通常、日本の新設会社が不動産などを買って消費税の還付を受けれるかどうかは、その会社の資本金が1000万円以上であるかどうかで異なります。
資本金が1000万円以上であれば初年度から自動的に納税義務者となるので、特に手続きは必要ありません。あとは、買った不動産が居住用でなく、事務所などの事業用に賃貸をする予定であれば普通に還付の対象となります。
他方、資本金が1000万円に満たない場合は、何もしないと既定では免税です。免税と言うのは消費税の申告をして消費税を払う必要がないという事ですが、逆をいうと還付を受けたくても申告自体を受け付けてもらえないという事でもあります。
消費税の還付を受けるためには、「課税事業者」になることをあえて選択する必要があります。そのためには届出を提出する必要があるのですが、これを「課税事業者選択届出書」と言います。これを最初の設立の年度の最終日までに提出しないと、初年度も2年目も免税事業者になってしまいます。

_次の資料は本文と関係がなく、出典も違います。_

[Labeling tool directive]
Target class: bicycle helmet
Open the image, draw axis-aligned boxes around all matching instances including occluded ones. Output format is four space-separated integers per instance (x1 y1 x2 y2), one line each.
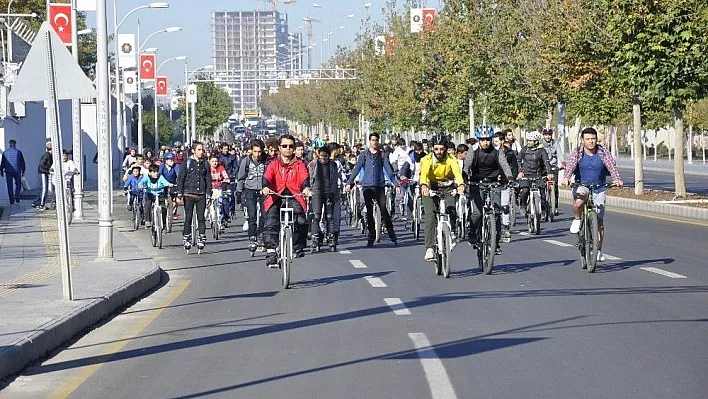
474 125 494 140
526 130 541 141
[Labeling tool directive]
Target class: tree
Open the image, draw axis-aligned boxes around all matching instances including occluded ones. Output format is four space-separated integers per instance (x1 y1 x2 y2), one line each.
605 0 708 196
195 82 233 141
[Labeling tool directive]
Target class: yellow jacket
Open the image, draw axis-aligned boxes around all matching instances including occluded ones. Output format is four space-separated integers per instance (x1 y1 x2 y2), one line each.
420 152 465 189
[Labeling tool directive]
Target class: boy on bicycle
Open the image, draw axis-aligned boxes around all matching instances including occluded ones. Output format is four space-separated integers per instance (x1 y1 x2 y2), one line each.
138 165 174 229
123 163 145 224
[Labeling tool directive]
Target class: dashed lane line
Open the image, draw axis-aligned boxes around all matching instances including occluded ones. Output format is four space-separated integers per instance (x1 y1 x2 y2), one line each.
349 259 367 269
364 276 388 288
640 267 688 278
408 333 457 399
384 298 411 316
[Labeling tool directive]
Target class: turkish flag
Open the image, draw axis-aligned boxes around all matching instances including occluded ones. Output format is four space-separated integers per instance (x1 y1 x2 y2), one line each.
49 3 73 45
140 54 155 80
423 8 437 32
155 76 167 96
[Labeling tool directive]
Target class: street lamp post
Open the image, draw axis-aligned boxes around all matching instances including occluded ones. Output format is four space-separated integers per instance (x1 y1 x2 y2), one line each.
113 0 170 159
137 25 182 154
154 55 187 154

次に、3年目以降は2年前の売上が、1000万円を超えているかどうかで判定します。つまり3年目は初年度の、4年目は2年目の課税売上高が1000万円を超えているかで決まります。
外国会社の場合も、基本は同じです。そうすると最初の2年は資本金で判定し、3年目からは会社が課税事業者になるか免税事業者になるかは、2年前の課税売上(基準年度の課税売上)が1000万円を超えているかどうかで判定するのが原則です。

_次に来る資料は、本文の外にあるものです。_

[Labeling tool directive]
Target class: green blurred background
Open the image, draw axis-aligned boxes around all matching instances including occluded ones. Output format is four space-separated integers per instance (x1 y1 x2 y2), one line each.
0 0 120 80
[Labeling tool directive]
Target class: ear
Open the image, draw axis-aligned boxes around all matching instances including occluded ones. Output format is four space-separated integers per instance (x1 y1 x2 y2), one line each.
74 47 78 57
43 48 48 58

しかし、外国法人が日本で支店を設立する場合には、既に本国で設立してから何年か経過していることが多いと思います。そうすると、日本における売り上げは無かったのが普通ですので、例え資本金の大きな会社でも通常は免税事業者になります。したがって、不動産を買っても課税事業者になれないので消費税の還付を受けられないとも思われますが、実は特別な規定があり大丈夫です。
外国会社は日本支店を設立した時に課税事業者を選択すれば、その年から課税事業者になれるのです。この課税事業者の選択届は、その外国法人の本店における会計期間の末日までに出せばいいことになっています。